6:27PM | Tue, 25 July 2017

First, this piece swims in a stunning predominance-of-verticals---a technique which, if I recall, isn't something you post very often. (At least here.) Yet, you've cropped it horizontally, which balances the verticals beautifully; and makes this feel like a 'cross-section'. The dragonflies add to your horizontal feel, splayed across the frame as they are, thus adding to the balance even more.

This is like a stained glass panel, and it's exquisite.
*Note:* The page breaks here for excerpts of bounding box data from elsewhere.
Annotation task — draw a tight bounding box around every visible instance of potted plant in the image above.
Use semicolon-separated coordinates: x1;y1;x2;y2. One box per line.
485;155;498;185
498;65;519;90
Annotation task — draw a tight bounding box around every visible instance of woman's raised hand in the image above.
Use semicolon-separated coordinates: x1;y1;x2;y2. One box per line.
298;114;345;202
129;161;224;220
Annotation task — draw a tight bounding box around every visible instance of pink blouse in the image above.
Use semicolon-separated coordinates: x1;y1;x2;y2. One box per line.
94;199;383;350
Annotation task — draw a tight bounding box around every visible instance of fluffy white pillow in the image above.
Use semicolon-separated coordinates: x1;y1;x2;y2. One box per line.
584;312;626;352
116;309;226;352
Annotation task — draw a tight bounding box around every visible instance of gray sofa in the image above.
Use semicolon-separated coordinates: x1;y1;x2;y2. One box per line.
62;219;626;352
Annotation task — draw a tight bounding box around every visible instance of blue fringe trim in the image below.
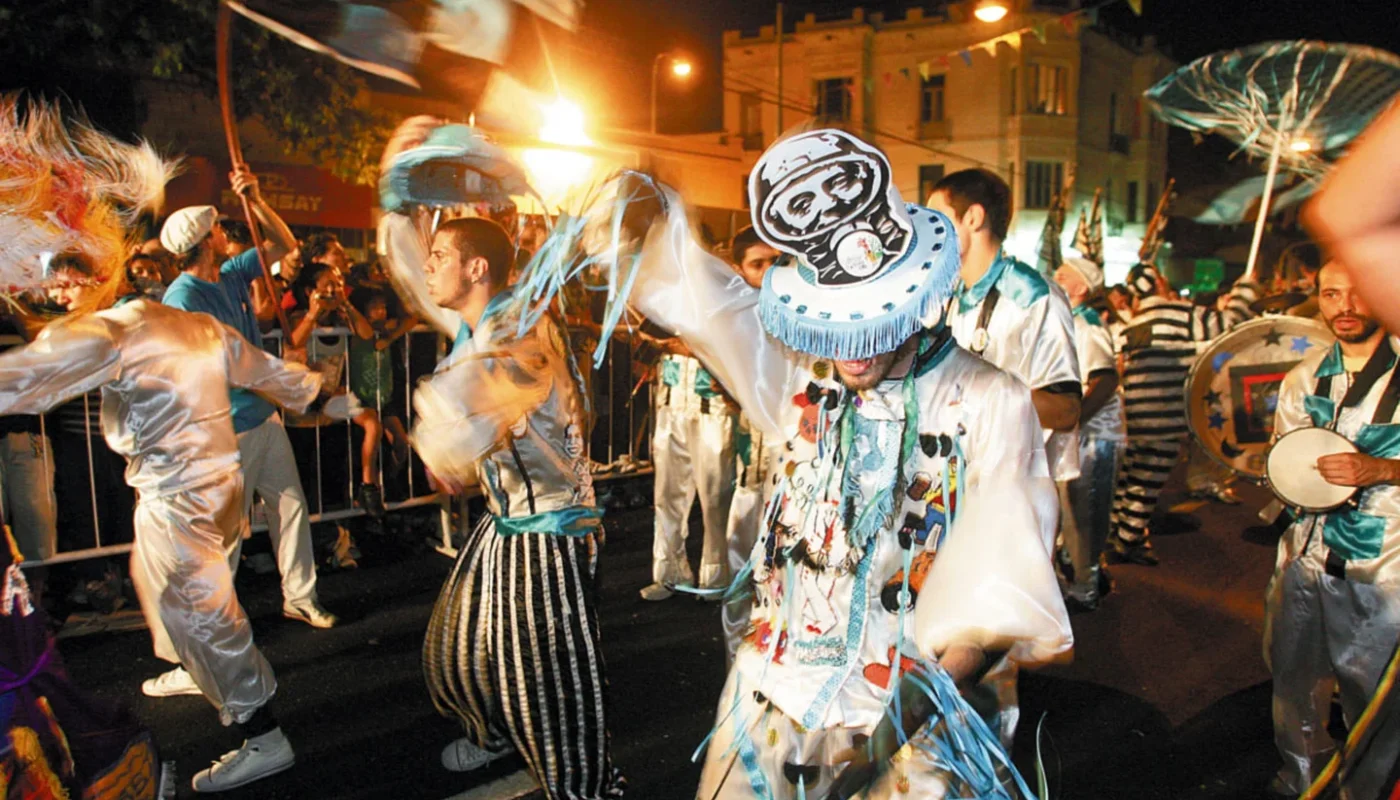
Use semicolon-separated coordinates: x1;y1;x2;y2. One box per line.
759;276;956;360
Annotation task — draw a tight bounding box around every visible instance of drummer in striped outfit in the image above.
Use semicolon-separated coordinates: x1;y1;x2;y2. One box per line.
1109;263;1259;566
1264;262;1400;797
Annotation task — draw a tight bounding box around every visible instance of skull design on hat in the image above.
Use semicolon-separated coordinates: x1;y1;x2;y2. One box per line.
749;130;913;286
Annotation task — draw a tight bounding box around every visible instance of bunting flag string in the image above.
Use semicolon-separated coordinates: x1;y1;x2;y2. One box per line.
902;0;1142;80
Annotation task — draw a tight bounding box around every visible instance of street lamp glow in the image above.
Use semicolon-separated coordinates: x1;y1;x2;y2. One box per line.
972;1;1007;22
521;98;594;205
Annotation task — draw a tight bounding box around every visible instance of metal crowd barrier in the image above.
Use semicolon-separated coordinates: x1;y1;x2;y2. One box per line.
9;319;651;566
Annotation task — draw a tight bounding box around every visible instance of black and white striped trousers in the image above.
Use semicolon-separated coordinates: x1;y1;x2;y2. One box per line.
423;514;623;800
1113;430;1186;542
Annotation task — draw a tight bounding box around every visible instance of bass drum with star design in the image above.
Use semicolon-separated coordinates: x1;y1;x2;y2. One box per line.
1186;317;1336;483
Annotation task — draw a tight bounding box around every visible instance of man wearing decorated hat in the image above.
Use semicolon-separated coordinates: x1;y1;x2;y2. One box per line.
607;130;1072;800
1109;263;1259;566
1054;258;1124;609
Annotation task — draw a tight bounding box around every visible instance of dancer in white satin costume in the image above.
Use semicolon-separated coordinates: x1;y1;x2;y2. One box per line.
616;130;1072;800
0;266;321;790
1264;262;1400;797
379;118;626;800
641;347;738;600
721;227;783;664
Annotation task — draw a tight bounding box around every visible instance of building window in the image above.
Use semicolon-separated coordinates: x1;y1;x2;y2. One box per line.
1025;161;1064;209
918;76;946;123
812;78;851;122
917;164;944;203
739;91;763;150
1026;64;1070;116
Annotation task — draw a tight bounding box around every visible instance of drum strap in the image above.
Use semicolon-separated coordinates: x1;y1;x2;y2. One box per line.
1313;336;1400;425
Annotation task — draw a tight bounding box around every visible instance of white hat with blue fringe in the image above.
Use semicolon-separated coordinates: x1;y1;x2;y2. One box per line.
749;129;959;360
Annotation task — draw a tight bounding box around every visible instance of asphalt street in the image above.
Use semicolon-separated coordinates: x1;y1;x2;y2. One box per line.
60;473;1278;800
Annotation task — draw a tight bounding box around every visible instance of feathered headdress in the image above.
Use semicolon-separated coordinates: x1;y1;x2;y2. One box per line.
0;94;175;305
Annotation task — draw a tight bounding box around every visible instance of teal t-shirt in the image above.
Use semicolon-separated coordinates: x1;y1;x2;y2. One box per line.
161;248;274;433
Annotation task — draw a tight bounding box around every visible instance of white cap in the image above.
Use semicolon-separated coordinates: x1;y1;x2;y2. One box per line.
161;206;218;255
1058;256;1103;294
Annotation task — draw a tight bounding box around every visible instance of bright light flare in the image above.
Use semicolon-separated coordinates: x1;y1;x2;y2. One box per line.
972;3;1007;22
521;98;594;205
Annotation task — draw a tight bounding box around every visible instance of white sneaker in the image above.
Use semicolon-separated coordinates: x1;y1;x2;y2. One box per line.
192;727;297;792
442;736;515;772
141;667;204;698
281;600;340;629
248;553;277;574
641;583;675;602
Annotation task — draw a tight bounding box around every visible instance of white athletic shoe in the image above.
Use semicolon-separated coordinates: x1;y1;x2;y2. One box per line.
442;736;515;772
141;667;204;698
281;600;340;629
192;727;297;792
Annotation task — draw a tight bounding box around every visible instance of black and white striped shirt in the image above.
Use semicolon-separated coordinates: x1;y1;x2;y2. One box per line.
1119;282;1259;439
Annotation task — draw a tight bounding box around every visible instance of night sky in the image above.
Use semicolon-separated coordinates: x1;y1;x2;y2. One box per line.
564;0;1400;132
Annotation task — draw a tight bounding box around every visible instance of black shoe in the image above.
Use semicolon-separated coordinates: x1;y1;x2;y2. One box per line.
1107;537;1161;566
360;483;386;520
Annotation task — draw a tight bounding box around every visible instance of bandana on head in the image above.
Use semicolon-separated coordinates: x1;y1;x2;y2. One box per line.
749;129;959;360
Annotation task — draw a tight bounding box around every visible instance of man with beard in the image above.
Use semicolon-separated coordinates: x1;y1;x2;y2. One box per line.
1264;261;1400;797
619;130;1072;800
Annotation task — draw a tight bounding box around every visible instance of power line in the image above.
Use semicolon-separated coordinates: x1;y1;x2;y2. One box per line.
724;74;1015;175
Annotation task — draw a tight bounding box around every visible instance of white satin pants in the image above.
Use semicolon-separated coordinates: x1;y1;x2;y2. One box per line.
228;415;316;605
651;399;736;588
132;471;277;724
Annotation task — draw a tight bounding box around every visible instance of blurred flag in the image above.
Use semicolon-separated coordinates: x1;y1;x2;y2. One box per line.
1036;186;1070;276
228;0;582;109
1074;189;1103;266
1138;178;1176;263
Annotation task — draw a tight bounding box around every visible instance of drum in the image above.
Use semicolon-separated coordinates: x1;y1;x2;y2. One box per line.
1186;317;1334;483
1266;427;1357;513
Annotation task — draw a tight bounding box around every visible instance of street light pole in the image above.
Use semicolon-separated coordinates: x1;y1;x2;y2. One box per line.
651;53;669;136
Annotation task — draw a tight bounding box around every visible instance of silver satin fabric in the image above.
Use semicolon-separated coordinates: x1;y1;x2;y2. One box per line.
721;415;780;665
651;354;738;588
946;268;1081;481
1264;338;1400;797
379;214;594;517
1060;314;1126;601
0;301;321;724
618;189;1072;799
Re the inks: I know, from your words, that you go by intuition as much as plan, which always sounds so easy (to the newcomer), but which takes as much concentration and being 'in the moment' as doing it any other way. You have this way of letting the inks, with their characteristic 'blobs' and bunching-up of colors, guide you as much as you guide them. I've said this elsewhere, I think, but it's like what actors call "listening" while acting: Their job is to listen to the other actors as much as speaking to them. In other words, they get so much from letting the other characters guide them to their role. To do that, they have to be intimately attuned to everyone in the play---a whole other discipline added to their usual technique and discipline of learning a character, shaping it, articulating it, etc. This piece feels like you listened to the ink intimately: So many segments feel like they grow organically out of the ink's very nature, which meant you were listening to the ink (so to speak), paying very close attention. The dragonflies' heads and bodies are loaded with ink-blobs, the way bead-chains are loaded with beads. You've turned their beads and blobs and chains into exquisite, living creatures. Further, while most of the dragonflies are placed horizontally---harmonizing with your crop---you've angled some of them, breaking into the horizontal (and vertical) feeling of the piece. Which makes them wonderfully intrusive, and subtly so.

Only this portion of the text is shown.